Add user-specific memory at onboarding

When a user signs up or logs in for the first time, store their key facts. This gives the agent immediate context before any conversation happens.

PYTHONonboarding.py

def store_user_profile(user_id: str, user_data: dict):
    """Call this on signup / first login."""
    facts = [
        (f"User plan: {user_data['plan']}",         "semantic"),
        (f"User name: {user_data['name']}",          "semantic"),
        (f"Joined: {user_data['created_at']}",       "semantic"),
        (f"Company: {user_data.get('company','—')}", "semantic"),
    ]
    for content, mtype in facts:
        kx.remember(
            content=content,
            agent_id=user_id,
            memory_type=mtype,
            pinned=True  # pinned = never expires, always recalled
        )

📌

Use pinned=True for critical facts — plan, name, company. These bypass TTL and are always returned first in any recall. Reserve pinned for facts that are always relevant, not just frequently mentioned.

Run it

Start the server and test with curl.

BASH

uvicorn main:app --reload

BASH — TEST

# First message — agent has no memory yet
curl -X POST http://localhost:8000/chat \
  -H "Content-Type: application/json" \
  -d '{
    "user_id": "user_alice",
    "session_id": "sess_001",
    "message": "I keep hitting rate limits on the /recall endpoint"
  }'

# New session — agent remembers from last time
curl -X POST http://localhost:8000/chat \
  -H "Content-Type: application/json" \
  -d '{
    "user_id": "user_alice",
    "session_id": "sess_002",
    "message": "Still having that issue"
  }'
# → Agent responds: "Still hitting the /recall rate limits?
#   Alice, you're on the Starter plan (1k req/day limit)..."

Production checklist

Before you ship this to real users, a few things to add:

Auth middleware — verify that user_id in the request matches the authenticated user. Never let clients set their own user_id freely.
Rate limit the /chat endpoint — one user shouldn't be able to burn your entire Kronvex quota. 20 req/min per user is a sensible default.
Memory deduplication — if a user says "I'm on the Pro plan" in 10 conversations, you don't want 10 identical semantic memories. Check before storing, or use pinned=True for facts that shouldn't duplicate.
TTL strategy — episodic memories (conversations) expire in 90 days by default. Semantic facts (plan, name) should be pinned or given long TTLs. Procedural rules (agent behavior for this user) should be pinned.
Context budget — log memories_used and rag_used per request. If you're consistently hitting context limits, reduce top_k on either RAG or Kronvex.
Error handling — both build_context() and store_interaction() are wrapped in try/except. A memory failure should never break a chat response.
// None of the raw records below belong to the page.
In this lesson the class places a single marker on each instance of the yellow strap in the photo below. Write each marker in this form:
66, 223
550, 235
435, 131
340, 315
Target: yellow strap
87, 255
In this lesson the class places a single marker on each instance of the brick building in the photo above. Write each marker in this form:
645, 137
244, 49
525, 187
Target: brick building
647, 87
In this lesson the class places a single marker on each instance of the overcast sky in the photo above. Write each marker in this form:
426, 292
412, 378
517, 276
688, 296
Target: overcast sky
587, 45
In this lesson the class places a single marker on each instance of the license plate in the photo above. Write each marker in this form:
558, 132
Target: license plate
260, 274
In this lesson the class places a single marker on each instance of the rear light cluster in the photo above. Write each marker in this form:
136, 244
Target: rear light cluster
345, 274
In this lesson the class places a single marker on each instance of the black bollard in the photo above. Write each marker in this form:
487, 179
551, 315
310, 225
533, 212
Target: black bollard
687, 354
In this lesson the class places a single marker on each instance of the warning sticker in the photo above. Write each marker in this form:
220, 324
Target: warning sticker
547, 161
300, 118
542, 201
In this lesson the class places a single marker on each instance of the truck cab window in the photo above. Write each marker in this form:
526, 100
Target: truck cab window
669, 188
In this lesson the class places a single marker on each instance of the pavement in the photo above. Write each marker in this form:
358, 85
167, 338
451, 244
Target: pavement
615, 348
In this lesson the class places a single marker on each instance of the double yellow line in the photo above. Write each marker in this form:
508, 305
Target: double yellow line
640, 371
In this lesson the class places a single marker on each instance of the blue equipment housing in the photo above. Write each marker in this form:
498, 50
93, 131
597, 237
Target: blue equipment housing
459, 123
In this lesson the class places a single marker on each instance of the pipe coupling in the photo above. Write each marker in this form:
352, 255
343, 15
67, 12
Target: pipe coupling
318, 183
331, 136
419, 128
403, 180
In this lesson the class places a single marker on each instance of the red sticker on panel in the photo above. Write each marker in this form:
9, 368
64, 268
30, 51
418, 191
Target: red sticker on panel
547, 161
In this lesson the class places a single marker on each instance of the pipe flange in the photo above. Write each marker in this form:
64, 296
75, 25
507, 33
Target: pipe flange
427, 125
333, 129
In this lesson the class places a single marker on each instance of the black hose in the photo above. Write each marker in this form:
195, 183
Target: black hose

What the memory looks like after a few conversations

Here's what Kronvex stores for a user after 3 support sessions:

JSON — USER MEMORIES (alice)

[
  {
    "content": "User plan: Pro",
    "memory_type": "semantic",
    "pinned": true,
    "access_count": 14
  },
  {
    "content": "Session sess_001: User hit rate limits on /recall. On Starter plan at the time.",
    "memory_type": "episodic",
    "session_id": "sess_001",
    "ttl_days": 90,
    "access_count": 3
  },
  {
    "content": "Session sess_002: User upgraded to Pro. Rate limit issue resolved.",
    "memory_type": "episodic",
    "session_id": "sess_002",
    "ttl_days": 90,
    "access_count": 1
  },
  {
    "content": "User prefers bullet-point answers over long paragraphs.",
    "memory_type": "procedural",
    "pinned": true,
    "access_count": 8
  }
]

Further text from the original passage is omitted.